Barcelona. Esse mar que é o coração do homem
Três dias na capital catalã com testemunhos, encontros e diálogos. No PuntBCN falou-se de economia, Europa, música. Mas também de acolhida, educação... um cruzamento de humanidades que comoveu a todos. Inclusive um jovem vigia...«Vocês falaram de mim e preciso voltar a vê-los». Algo mudou no jovem segurança que tem que vigiar o lugar até a finalização do gesto. Algo o leva a pedir o contato da companhia de teatro que organizou o espetáculo noturno que encerra o dia no PuntBCN. No dia seguinte, Marcos Madrid – assim se chama o jovem vigia – descobre que os atores do espetáculo são um grupo de amigos que voluntariamente puseram mãos à obra para expressar o conteúdo da quarta edição do PuntBCN, cujo lema é “O coração do homem é um mar, todo o universo não o preencheria”. Sem saber, Marcos descobriu que existe um lugar onde o diálogo é possível e a construção comum é real. No dia seguinte, enquanto realiza a sua função de controle de segurança, ele jogará futebol com as crianças, conversará com os participantes do evento na hora das refeições e cantará com os amigos que festejam o aniversário de uma das voluntárias que neste ano colaboraram na realização do PuntBCN, no centro de Barcelona, de 3 a 5 de maio.

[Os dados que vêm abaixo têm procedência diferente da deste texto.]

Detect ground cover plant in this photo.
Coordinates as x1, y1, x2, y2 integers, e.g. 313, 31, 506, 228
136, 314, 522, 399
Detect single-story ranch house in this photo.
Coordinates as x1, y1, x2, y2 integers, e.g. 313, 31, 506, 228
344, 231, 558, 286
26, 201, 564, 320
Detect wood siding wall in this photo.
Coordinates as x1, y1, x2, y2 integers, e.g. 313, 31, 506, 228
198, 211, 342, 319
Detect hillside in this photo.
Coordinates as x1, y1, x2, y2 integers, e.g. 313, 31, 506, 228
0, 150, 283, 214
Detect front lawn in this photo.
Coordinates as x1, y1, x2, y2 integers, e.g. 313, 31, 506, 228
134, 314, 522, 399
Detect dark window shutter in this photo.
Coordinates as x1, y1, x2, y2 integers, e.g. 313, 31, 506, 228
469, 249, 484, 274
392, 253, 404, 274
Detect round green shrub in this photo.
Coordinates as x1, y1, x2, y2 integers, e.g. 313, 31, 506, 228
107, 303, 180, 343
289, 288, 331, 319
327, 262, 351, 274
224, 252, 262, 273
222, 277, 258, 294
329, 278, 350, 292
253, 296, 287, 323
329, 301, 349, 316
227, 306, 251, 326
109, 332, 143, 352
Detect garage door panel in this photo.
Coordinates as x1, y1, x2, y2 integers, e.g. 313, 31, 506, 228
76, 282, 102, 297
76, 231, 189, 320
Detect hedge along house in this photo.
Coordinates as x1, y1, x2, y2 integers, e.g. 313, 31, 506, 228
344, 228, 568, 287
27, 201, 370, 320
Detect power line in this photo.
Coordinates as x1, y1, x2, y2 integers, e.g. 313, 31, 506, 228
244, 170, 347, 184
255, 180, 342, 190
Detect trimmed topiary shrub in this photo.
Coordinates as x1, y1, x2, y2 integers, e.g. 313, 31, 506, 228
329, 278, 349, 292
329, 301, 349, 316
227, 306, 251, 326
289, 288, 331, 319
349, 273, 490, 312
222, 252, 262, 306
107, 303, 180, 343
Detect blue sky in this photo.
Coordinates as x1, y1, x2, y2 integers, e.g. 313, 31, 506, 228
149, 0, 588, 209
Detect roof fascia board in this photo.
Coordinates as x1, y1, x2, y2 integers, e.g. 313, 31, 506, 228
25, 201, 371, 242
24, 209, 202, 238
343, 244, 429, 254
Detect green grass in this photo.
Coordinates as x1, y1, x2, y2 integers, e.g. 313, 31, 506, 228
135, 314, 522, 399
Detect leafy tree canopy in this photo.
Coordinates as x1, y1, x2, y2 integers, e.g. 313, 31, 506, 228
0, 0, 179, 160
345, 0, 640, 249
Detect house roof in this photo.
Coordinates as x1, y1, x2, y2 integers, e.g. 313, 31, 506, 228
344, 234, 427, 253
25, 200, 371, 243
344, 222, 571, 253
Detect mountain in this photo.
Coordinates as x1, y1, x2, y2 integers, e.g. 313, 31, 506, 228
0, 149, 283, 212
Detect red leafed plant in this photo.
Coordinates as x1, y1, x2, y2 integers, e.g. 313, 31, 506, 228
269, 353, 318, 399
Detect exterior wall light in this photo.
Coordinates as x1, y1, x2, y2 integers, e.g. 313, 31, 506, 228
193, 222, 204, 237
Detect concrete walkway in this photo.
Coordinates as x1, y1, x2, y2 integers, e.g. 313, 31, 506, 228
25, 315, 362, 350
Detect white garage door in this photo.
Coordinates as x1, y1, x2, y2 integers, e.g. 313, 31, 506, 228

As mesas-redondas, os testemunhos e as conferências realizadas ao longo desse fim de semana evidenciaram a necessidade de um diálogo aberto que abarque toda a realidade, todas as dimensões da atividade humana. «Sozinhos não construímos quase nada –reconheceu o experiente consultor Miguel Gallo ao abordar os desafios que enfrentam as pequenas e médias empresas –, deve-se criar ecossistemas para oferecer respostas às necessidades ao nosso redor. Estamos com fome de conversas, de um serviço no qual cada um seja chamado pelo nome». Do mesmo modo, os empresários Lluís Ventura e Fernando Abril Martorell destacaram a importância de compartilhar a visão e as condições de trabalho para nos reconhecermos verdadeiros colaboradores de uma obra comum. Ambos ressaltaram o papel fundamental das esposas na hora de conciliar a vida com o trabalho.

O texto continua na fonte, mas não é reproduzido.